Because phosphorus is important to bones, children and adolescents ages 9 to 18 years old need 1,250 mg of phosphorus per day for healthy development, according to the Linus Pauling Institute. Adults ages 19 and older need slightly less, about 700 mg per day. Consuming less than this amount could affect your body’s ability to build and maintain healthy bones.

Deficiency Symptoms

Having low amounts of phosphorus in your blood is a condition called hypophosphatemia. This condition can decrease your appetite and cause bone weakness that leads to rickets in children and osteomalacia, both forms of bone-wasting disease. Because your body uses phosphorus in communicating with other cells, you also can experience side effects such as numbness and tingling in your body, especially in your arms and legs. Other symptoms include increased susceptibility to infection because phosphorus plays a role in building nucleic acid that helps your body produce immune cells.
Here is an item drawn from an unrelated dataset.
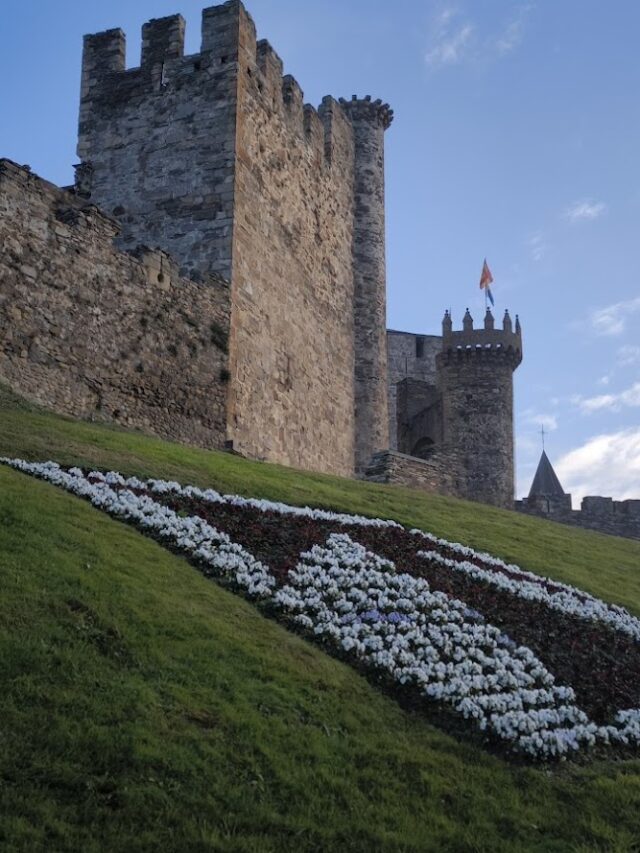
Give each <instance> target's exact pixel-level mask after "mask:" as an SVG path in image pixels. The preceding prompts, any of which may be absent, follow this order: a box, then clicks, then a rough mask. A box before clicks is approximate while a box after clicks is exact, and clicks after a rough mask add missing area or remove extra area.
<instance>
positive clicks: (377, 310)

In severe cases of phosphorus starvation, a person can die from lack of phosphorus.

Phosphorus-Containing Foods

Because phosphorus is found in a variety of foods, most men and women do not experience difficulty getting enough phosphorus in their daily diets. Examples of phosphorus food sources include dairy products, such as yogurt, cheese, milk and ice cream. Meat products also contain phosphorus, including beef, chicken, turkey and fish such as halibut and salmon. Eggs also can be a phosphorus source in your diet.

Phytic Acids

Non-protein sources of phosphorus such as nuts, grains and seeds contain phosphorus in the form of phytin, or phytic acid. This compound requires the enzyme phytate for the body to be able to obtain the phosphorus. Because your body typically lacks these enzymes, you may only be able to absorb about half the phosphorus found in these food sources, according to the Linus Pauling Institute. For this reason, dairy products and meat are considered preferable sources. If you do not include these food types in your daily diet, you may wish to consider taking a phosphorus supplement. Talk to your doctor if you have a concern about your phosphorus level.